This loo package vignette might also be helpful: Holdout validation and K-fold cross-validation of Stan programs with the loo package • loo

Apologies to bring up an older thread, I just felt it was easier to continue from the previous train of thought.

A recap: I have fit a multivariate cumulative probit model based on @bgoodri 's implementation (see original post at top). Then per @avehtari and @Bob_Carpenter and section 30.1 in the manual, I have extracted the log-likelihood from the model using cmdstanr’s generated_quatities (see below).

functions{
  real phi_logit_approx(real b) {
          real a;
          a = inv_logit( 1.702*b );
            return(a);
          }
  real inv_phi_logit_approx(real b) {
          real a;
          a = (1/1.702)*logit(b);    
            return(a);
          }
}
data {
  int<lower=1> D;
  int<lower=0> N;
  array[1,D] int<lower=1> y;
  array [N] real X;
  int cats;
}
transformed data{
  int n_thr = cats-1;
}
parameters {
  cholesky_factor_corr[D] L;
  array[N, D] real<lower=0, upper=1> u; // nuisance that absorbs inequality constraints
  array[D] ordered[n_thr] thr;
  array [D] real<lower=0> beta;
}
generated quantities {
  
  vector[N] lp;
  
    {
    for (n in 1 : N) {
      array [N] vector[D] z;
      array [N] vector[D] mu;
      vector[D] log_lik;
      real prev;
      prev = 0;
      for (d in 1 : D) {
        mu[n,d] = beta[d]*X[n];
        // Phi and inv_Phi may overflow and / or be numerically inaccurate
        real t;
        if (y[1,d] == 99) {
          z[n,d] = inv_phi_logit_approx(u[n,d]);
          log_lik[d] = log(1);
        } else if (y[1,d] == 1) {
          real ub = phi_logit_approx((thr[d,1] - (mu[n,d] + prev)) / L[d,d]);
          t = ub * u[n, d];
          z[n,d] = inv_phi_logit_approx(t); // implies utility is positive
          log_lik[d] = log(ub); // Jacobian adjustment
        } else if (y[1,d] == n_thr + 1) {
          real lb = phi_logit_approx((thr[d, n_thr] -(mu[n,d] + prev)) / L[d,d]);
          t = lb + (1 - lb) * u[n,d];
          z[n,d] = inv_phi_logit_approx(t); // implies utility is negative
          log_lik [d] = log1m(lb); // Jacobian adjustment
        } else{
          real lb = phi_logit_approx((thr[d, y[1,d] - 1] -(mu[n,d] + prev)) / L[d,d]);
          real ub = phi_logit_approx((thr[d, y[1,d]    ] -(mu[n,d] + prev)) / L[d,d]);
          t = lb + (ub - lb) * u[n,d];
          z[n,d] = inv_phi_logit_approx(t); // implies utility is negative
          log_lik[d] = log(ub - lb);
        }
        if (d < D) {
          prev = L[d + 1, 1 : d] * head(z[n], d);
        }
        // Jacobian adjustments imply z is truncated standard normal
        // thus utility --- mu + L_Omega * z --- is truncated multivariate normal
        
        lp[n] = sum(log_lik);
      }
    }
  }
}

And R code to get the log posterior predictive density per @Bob_Carpenter above:

log_lik <- as_draws_matrix(fit_gq$draws()) 
lppd <- apply(X = log_lik, MARGIN = 2, function(x) matrixStats::logSumExp(x) - log(4000))

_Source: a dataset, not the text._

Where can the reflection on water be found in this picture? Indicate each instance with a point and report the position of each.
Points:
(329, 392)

Here, lppd is of length N. Now my question - I have an unknown test point. The array y is known but the independent variable X is unknown. Essentially, I want to know if this unknown test value is likely given the current construction of the model. I want to know what the probability of this multivariate outcome is given the current construction of the model. What I have done is plotted the pointwise contributions to the lppd against the independent variable x.

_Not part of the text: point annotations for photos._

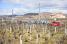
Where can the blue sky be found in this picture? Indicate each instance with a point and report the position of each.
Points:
(25, 6)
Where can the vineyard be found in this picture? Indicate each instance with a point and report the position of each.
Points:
(12, 32)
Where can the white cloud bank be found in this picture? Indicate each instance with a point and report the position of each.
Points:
(47, 5)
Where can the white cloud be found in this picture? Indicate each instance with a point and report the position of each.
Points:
(51, 5)
(5, 12)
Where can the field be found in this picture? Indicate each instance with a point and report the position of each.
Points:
(12, 32)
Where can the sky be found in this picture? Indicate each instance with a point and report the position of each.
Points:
(21, 7)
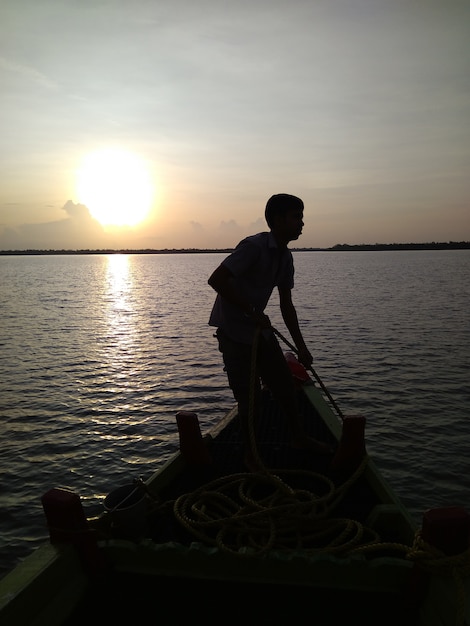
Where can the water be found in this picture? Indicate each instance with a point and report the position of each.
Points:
(99, 352)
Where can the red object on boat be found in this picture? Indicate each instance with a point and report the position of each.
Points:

Is this valid? I essentially read this and see that the lppd is higher between 8-10 so perhaps this one single individual is similar or likely that age. But, I am unsure I am interpreting this correctly. Is there a better way to ask this question in Stan / R? Comparing 2 models with loo and elpd is rather straightforward, it is this single data point approach that is throwing me.

plot(train$agey, lppd)